“Sense and avoid” means that flying objects automatically sense other flying objects that can can potentially collide with itself and perform evasion maneuvers in the case of a real collision risk.
One inexpensive possibility to sense such objects is with cameras. For the detector component of a corresponding computer vision component, the domain model was developed and test data generated in the process of the research project DVKUP (funded by the Austrian “Take-off” programme). To limit the variety of situations to address, following flight constraints were given:
- Altitude range: 200 – 2.000 m
- Flight speed. 100 – 200 km/h
- Daylight only (no night flights)
- No flights during thunderstorms and rain
- No flights into clouds
- b/w-cameras used
This led to a domain model with following main components:
- Flying objects (type, numbers, motion)
- Background clouds
- Lighting and haze
Following items were chosen to instantiate these categories:
Sky and Clouds
Test Result Examples
In the following examples, for each cell 32 test sequences were generated, each of length 20. The first 4 frames of each sequence were not considered for evaluating the detector’s response to allow its settling, because test showed that error rates dropped signficantly after 4 frames. The 16 remaining frames of each sequence were then treated as individual tests. The metric used for comparing the results of the SUT to the Ground Truth (GT) is an adaption of Multi Object Maximum Overlap Matching (MOMO) of [Özdemir e.a. 2010] to the needs of the aerial-object detection application.

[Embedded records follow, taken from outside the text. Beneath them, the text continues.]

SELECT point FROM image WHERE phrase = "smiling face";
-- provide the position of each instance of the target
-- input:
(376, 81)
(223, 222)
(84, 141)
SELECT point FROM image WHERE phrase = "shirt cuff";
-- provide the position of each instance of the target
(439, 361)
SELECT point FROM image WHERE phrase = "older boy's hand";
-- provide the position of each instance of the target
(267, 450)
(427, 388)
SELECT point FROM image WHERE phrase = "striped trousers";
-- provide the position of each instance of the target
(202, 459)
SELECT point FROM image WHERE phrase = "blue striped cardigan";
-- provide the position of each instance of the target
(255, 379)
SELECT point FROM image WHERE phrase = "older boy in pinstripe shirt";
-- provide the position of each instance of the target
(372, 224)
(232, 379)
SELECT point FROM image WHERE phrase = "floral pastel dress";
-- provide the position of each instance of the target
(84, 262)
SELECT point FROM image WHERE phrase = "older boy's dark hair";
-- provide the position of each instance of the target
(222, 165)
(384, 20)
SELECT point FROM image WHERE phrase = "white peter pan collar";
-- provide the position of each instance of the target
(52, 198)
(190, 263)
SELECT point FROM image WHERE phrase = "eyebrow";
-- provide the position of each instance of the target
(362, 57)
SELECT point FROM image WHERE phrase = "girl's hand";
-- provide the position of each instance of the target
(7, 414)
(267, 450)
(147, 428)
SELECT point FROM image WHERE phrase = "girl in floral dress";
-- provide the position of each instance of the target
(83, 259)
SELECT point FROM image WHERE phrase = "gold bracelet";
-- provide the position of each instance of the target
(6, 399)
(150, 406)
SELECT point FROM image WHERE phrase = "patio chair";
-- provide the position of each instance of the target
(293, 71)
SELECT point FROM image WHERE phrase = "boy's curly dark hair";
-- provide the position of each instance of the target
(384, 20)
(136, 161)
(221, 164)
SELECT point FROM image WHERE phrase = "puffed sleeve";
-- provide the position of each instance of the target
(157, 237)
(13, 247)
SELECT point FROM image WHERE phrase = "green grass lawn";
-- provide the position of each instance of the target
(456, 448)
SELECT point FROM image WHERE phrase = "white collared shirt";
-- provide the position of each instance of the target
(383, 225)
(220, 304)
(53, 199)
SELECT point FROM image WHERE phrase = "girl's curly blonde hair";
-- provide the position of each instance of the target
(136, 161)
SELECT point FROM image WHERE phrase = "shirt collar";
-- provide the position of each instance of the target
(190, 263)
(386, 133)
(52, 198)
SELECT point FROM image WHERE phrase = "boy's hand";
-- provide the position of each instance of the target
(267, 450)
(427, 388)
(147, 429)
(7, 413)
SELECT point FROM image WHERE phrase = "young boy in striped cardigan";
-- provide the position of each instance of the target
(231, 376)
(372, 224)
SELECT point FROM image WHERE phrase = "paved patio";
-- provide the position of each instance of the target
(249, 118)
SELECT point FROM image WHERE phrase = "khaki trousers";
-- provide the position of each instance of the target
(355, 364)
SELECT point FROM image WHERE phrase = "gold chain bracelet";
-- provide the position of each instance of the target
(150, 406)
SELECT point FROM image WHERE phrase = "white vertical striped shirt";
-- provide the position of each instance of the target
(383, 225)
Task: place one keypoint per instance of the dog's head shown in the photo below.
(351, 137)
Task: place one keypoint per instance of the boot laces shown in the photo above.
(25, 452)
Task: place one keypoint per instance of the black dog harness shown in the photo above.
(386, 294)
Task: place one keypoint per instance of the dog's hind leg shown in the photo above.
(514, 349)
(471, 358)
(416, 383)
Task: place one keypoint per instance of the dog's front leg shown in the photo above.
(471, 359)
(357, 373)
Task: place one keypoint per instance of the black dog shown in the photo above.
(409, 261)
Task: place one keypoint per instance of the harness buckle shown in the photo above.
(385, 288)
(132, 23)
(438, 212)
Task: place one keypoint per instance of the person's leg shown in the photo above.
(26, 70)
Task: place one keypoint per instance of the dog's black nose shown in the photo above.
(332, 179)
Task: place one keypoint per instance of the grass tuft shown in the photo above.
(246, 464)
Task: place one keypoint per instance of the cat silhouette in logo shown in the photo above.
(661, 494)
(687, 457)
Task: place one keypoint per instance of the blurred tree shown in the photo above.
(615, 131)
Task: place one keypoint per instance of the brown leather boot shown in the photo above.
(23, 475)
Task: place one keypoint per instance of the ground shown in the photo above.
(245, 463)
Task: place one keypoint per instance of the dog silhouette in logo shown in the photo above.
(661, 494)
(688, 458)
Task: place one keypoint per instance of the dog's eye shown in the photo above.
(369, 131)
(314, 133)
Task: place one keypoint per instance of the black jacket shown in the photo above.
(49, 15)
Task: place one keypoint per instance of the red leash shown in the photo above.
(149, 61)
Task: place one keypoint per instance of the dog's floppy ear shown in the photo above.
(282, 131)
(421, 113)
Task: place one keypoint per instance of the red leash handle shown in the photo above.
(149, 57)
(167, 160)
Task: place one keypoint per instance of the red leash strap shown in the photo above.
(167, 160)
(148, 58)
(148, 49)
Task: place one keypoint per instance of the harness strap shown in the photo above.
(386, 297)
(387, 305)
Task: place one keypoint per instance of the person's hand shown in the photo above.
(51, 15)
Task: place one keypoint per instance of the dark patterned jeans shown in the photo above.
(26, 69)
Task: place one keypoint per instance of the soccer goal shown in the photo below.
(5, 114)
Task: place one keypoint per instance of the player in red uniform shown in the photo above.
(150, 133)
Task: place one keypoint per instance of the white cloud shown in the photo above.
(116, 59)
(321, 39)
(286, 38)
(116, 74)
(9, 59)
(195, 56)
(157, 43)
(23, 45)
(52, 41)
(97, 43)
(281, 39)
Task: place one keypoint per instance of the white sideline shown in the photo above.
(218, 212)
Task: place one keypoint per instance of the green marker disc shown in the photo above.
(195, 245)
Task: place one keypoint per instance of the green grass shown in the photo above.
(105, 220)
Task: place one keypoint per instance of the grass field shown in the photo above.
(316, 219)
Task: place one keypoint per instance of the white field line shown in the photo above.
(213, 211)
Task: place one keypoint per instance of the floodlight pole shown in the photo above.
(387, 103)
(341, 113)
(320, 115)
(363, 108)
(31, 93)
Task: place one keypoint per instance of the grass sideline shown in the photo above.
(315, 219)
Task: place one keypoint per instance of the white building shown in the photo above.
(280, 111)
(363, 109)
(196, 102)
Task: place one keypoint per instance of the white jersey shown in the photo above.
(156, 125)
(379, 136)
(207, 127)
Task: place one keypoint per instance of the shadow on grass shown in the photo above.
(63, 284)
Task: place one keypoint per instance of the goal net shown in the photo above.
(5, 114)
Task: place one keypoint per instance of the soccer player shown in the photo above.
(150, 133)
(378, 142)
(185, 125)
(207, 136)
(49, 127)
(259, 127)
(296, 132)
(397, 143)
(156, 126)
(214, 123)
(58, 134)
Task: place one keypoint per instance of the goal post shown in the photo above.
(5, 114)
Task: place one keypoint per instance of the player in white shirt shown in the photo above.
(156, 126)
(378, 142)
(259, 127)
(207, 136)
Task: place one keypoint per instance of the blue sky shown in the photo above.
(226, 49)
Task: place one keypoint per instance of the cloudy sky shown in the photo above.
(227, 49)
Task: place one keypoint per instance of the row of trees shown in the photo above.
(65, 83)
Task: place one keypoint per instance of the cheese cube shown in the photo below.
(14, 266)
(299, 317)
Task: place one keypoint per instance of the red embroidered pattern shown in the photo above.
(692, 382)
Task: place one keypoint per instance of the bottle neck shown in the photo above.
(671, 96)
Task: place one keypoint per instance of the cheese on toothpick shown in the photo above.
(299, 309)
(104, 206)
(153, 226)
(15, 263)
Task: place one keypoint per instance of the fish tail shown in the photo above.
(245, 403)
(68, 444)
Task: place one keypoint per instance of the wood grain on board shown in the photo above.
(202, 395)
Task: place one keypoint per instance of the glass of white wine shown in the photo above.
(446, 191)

Please note that following example results do not represent the performance of the final system! They shall only demonstrate the potential of VITRO!

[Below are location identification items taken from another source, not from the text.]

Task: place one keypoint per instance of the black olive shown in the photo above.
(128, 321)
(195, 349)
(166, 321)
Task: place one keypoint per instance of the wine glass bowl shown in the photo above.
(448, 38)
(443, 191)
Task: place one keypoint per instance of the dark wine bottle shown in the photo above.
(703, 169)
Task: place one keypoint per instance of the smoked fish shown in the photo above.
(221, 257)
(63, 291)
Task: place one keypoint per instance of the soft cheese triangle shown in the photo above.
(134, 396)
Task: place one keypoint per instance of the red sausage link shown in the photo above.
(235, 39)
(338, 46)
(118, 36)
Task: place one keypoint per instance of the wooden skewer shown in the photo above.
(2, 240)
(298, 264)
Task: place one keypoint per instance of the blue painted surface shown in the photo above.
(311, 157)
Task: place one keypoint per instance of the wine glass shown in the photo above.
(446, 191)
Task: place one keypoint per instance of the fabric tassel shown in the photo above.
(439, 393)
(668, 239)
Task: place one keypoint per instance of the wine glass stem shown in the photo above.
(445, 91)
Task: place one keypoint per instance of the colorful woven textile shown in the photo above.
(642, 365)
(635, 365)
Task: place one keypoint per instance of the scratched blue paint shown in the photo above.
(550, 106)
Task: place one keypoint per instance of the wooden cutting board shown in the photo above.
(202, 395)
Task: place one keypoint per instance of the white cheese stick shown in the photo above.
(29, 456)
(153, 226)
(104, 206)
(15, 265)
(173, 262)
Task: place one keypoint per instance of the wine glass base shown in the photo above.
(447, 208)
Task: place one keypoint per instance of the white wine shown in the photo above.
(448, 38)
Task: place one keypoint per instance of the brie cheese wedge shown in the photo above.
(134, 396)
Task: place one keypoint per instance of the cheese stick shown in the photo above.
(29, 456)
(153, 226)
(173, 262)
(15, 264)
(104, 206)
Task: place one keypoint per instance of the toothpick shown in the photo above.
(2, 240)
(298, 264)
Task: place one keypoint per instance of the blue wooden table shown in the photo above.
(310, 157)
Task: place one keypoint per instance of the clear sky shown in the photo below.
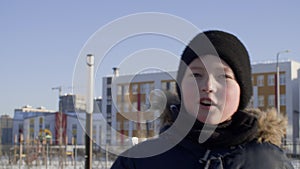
(41, 40)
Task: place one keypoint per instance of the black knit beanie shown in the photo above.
(230, 49)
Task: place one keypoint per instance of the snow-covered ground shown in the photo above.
(55, 164)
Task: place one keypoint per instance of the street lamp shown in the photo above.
(48, 139)
(278, 80)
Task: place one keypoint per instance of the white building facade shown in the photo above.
(265, 95)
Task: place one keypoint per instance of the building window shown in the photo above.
(134, 88)
(108, 93)
(118, 125)
(108, 108)
(282, 100)
(282, 79)
(260, 80)
(261, 101)
(271, 100)
(271, 80)
(74, 130)
(144, 88)
(126, 125)
(126, 89)
(108, 81)
(47, 126)
(120, 89)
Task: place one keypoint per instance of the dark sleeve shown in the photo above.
(266, 155)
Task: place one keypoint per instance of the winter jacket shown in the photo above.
(228, 147)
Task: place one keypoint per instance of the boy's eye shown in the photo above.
(228, 76)
(197, 75)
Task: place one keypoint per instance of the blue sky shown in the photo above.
(41, 40)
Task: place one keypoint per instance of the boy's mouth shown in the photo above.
(207, 102)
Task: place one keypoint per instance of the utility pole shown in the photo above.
(59, 88)
(89, 111)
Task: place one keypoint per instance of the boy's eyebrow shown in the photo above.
(197, 68)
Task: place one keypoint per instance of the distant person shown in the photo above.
(214, 88)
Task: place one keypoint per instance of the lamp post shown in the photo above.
(89, 111)
(48, 138)
(278, 80)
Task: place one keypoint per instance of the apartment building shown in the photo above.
(264, 78)
(126, 104)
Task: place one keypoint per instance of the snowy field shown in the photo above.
(4, 164)
(55, 164)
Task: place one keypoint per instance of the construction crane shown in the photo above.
(59, 88)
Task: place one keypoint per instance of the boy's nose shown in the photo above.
(207, 85)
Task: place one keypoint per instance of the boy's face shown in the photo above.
(210, 90)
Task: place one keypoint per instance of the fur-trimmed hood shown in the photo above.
(271, 125)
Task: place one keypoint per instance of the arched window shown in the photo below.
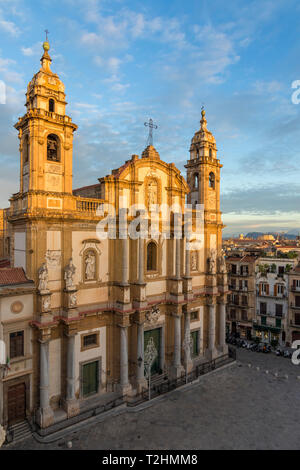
(26, 149)
(151, 257)
(90, 265)
(51, 105)
(196, 180)
(53, 148)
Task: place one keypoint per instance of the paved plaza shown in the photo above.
(239, 407)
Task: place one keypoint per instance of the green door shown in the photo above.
(90, 378)
(155, 335)
(194, 335)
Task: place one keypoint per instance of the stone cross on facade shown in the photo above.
(151, 126)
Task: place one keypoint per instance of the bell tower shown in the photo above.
(203, 178)
(46, 136)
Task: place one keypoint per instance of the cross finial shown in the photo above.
(151, 126)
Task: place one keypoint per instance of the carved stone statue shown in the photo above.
(152, 192)
(69, 275)
(73, 299)
(152, 316)
(212, 262)
(90, 266)
(2, 435)
(194, 261)
(222, 264)
(43, 278)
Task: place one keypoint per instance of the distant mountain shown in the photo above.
(254, 235)
(291, 235)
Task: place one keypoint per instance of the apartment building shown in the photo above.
(241, 300)
(272, 291)
(293, 322)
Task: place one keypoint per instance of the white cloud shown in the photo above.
(9, 27)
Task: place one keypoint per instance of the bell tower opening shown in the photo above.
(53, 148)
(203, 170)
(51, 106)
(46, 135)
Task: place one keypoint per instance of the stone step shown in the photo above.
(20, 431)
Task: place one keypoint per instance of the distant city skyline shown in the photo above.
(124, 62)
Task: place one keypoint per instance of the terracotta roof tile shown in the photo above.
(13, 276)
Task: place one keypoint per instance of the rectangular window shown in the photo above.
(263, 308)
(195, 347)
(280, 271)
(264, 288)
(278, 310)
(90, 341)
(90, 378)
(194, 315)
(244, 315)
(244, 270)
(280, 289)
(16, 344)
(232, 314)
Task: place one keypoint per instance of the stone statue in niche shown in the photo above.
(152, 192)
(43, 278)
(194, 261)
(222, 264)
(69, 275)
(46, 303)
(152, 316)
(52, 148)
(73, 299)
(212, 262)
(90, 266)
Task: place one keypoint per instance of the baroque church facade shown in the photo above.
(78, 320)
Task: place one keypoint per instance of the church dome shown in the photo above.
(203, 135)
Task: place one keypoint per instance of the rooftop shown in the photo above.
(13, 276)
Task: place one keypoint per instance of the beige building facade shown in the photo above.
(99, 302)
(242, 297)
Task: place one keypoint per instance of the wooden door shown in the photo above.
(16, 403)
(155, 335)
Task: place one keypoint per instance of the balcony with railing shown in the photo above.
(88, 205)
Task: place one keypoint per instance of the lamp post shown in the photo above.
(187, 347)
(150, 356)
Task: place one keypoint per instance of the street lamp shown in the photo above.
(187, 347)
(150, 356)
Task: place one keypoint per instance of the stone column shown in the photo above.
(212, 330)
(124, 385)
(141, 261)
(141, 381)
(187, 336)
(178, 267)
(177, 366)
(45, 413)
(125, 259)
(187, 263)
(222, 326)
(71, 403)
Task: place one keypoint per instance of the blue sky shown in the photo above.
(125, 61)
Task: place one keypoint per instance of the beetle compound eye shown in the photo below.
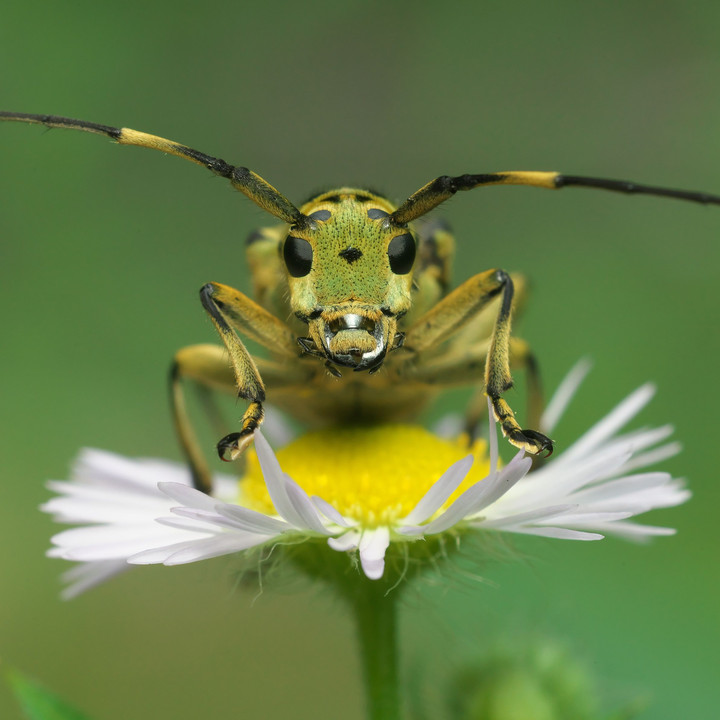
(298, 256)
(401, 252)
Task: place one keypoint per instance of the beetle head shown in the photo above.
(350, 276)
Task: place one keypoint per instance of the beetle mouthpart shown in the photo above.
(355, 341)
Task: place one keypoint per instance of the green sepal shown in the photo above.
(37, 702)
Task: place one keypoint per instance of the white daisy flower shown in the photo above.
(362, 491)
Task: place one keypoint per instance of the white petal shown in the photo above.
(304, 507)
(562, 396)
(611, 423)
(87, 575)
(532, 516)
(276, 483)
(114, 542)
(373, 545)
(198, 549)
(439, 492)
(252, 521)
(187, 496)
(475, 498)
(347, 541)
(330, 512)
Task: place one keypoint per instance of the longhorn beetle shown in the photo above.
(350, 280)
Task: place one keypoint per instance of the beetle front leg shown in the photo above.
(230, 310)
(450, 315)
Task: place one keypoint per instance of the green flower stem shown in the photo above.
(376, 614)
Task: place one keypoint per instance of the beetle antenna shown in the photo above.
(444, 187)
(260, 191)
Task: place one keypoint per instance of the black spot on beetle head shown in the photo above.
(350, 254)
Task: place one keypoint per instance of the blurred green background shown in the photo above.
(103, 249)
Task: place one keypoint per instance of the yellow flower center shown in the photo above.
(374, 475)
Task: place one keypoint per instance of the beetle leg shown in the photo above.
(451, 314)
(208, 366)
(233, 312)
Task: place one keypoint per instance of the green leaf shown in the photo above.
(37, 702)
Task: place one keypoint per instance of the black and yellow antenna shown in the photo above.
(247, 182)
(444, 187)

A test suite was carried out without any flying objects, in order evaluate under which situations false alarms are generated.
For each pair of sky and terrain, the value gives the number of frames (of 32×16 = 512) in which flying objects were erroneously detected. The 32 sequences were distributed in a squere sorrounded by sky and terrain with small geometric discrepancy.

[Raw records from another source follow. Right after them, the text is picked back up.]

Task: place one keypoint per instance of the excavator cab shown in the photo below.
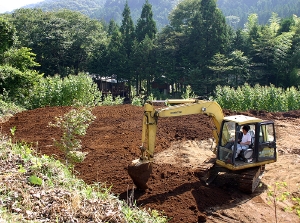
(249, 165)
(262, 149)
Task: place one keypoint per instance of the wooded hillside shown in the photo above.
(235, 11)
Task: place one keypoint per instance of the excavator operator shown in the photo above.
(245, 142)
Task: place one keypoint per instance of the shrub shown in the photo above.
(55, 91)
(73, 124)
(267, 98)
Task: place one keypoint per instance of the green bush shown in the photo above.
(267, 98)
(17, 84)
(55, 91)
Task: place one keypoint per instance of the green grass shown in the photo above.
(37, 188)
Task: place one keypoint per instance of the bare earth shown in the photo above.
(183, 144)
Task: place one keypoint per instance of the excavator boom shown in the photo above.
(140, 169)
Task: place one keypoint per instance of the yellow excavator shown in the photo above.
(249, 165)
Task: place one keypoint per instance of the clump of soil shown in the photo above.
(183, 144)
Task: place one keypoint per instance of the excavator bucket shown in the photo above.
(140, 173)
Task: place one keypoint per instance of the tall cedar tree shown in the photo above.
(146, 25)
(209, 35)
(127, 31)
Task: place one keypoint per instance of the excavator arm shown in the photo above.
(183, 107)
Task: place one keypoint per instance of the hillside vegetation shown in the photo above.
(236, 11)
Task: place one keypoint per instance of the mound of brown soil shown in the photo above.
(183, 144)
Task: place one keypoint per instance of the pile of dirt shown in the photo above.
(183, 144)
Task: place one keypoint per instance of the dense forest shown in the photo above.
(235, 11)
(198, 48)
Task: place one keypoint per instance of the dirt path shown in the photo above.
(183, 143)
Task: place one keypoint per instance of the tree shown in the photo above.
(145, 24)
(7, 35)
(128, 34)
(207, 34)
(22, 59)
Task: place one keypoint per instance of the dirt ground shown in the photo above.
(183, 144)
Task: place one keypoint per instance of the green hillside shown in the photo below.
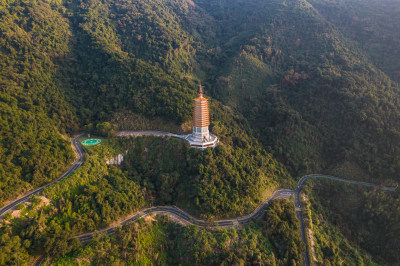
(295, 87)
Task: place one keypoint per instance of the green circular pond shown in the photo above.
(91, 142)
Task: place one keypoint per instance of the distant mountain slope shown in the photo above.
(374, 25)
(311, 94)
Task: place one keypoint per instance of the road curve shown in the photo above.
(183, 216)
(77, 163)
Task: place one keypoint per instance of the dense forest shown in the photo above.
(274, 241)
(295, 87)
(368, 218)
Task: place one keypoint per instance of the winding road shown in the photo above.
(182, 216)
(77, 163)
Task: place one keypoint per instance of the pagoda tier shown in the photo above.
(201, 137)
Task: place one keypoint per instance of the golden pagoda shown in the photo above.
(201, 137)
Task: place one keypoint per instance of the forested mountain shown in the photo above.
(295, 87)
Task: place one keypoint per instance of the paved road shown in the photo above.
(183, 216)
(149, 133)
(77, 163)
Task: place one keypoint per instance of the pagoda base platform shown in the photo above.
(199, 144)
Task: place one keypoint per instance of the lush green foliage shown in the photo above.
(33, 109)
(217, 182)
(346, 217)
(291, 75)
(372, 24)
(310, 93)
(162, 242)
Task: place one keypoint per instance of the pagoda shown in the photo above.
(201, 137)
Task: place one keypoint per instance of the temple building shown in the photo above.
(201, 137)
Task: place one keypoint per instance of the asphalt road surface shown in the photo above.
(183, 216)
(77, 163)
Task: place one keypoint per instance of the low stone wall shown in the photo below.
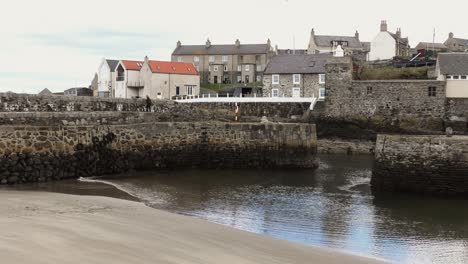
(433, 165)
(42, 153)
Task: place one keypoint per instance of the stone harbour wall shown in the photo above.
(43, 153)
(432, 165)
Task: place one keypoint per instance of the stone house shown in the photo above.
(387, 45)
(127, 79)
(456, 44)
(164, 79)
(106, 78)
(300, 75)
(453, 68)
(231, 63)
(78, 91)
(328, 44)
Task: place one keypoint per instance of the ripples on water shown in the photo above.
(331, 207)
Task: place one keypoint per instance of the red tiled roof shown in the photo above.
(172, 67)
(132, 65)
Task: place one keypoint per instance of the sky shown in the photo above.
(60, 44)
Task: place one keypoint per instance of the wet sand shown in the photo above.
(40, 227)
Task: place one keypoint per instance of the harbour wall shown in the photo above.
(431, 165)
(35, 153)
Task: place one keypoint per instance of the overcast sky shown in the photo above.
(59, 44)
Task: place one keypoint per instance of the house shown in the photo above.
(165, 79)
(387, 45)
(45, 92)
(456, 44)
(295, 76)
(127, 79)
(453, 68)
(106, 78)
(428, 46)
(328, 44)
(231, 63)
(78, 91)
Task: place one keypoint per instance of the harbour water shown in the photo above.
(330, 207)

Next step was to assess how good flying objects are detected. Given the flight speed of the own airplane, all objects besides A340 are slower; therefore, the corresponding boxes in the diagram below are white.
Meanings: “following” – the own airplane follows the object(s), “parallel” – the own aiplane flies parallel to the other, “take_over” – the other object takes over the own, “head_on” – the other object is approaching the own head on.
As before, 32×16 = 512 frames where used for each combination. The number in each cell gives the fraction of frames where the object was not detected. As easily deriveable from the picture, slim objects like geese and gliders are not detected, while for other objects the encounter mode is important.
Head On Collision
To scrutinize more the sensibility of the tested algorithm with respect to head on situations, about a hundred sequences with an A340 were generated on head on collision course with all but starting position kept constant to investigate direction dependency only. The result is illustrated below, mapping the space before the own airplane to the three main projection planes. Arrow colors represent the fraction of images where the A340 is not detectd.
With little surprise, the A340 was less detected the larger the starting distance of a sequence was. At low distances, it was detected with high probability even if coming from aside (dark blue arrows in corners of XZ and XY). While no anisotropy is recognizable with respect to orientation (YZ diagram), the XY diagram indicates that detection is deferred if the A340 approaches directly from upfront than from aside (red arrows in the center of the XY diagram). Presumably, more tests would be necessary to confirm this observation.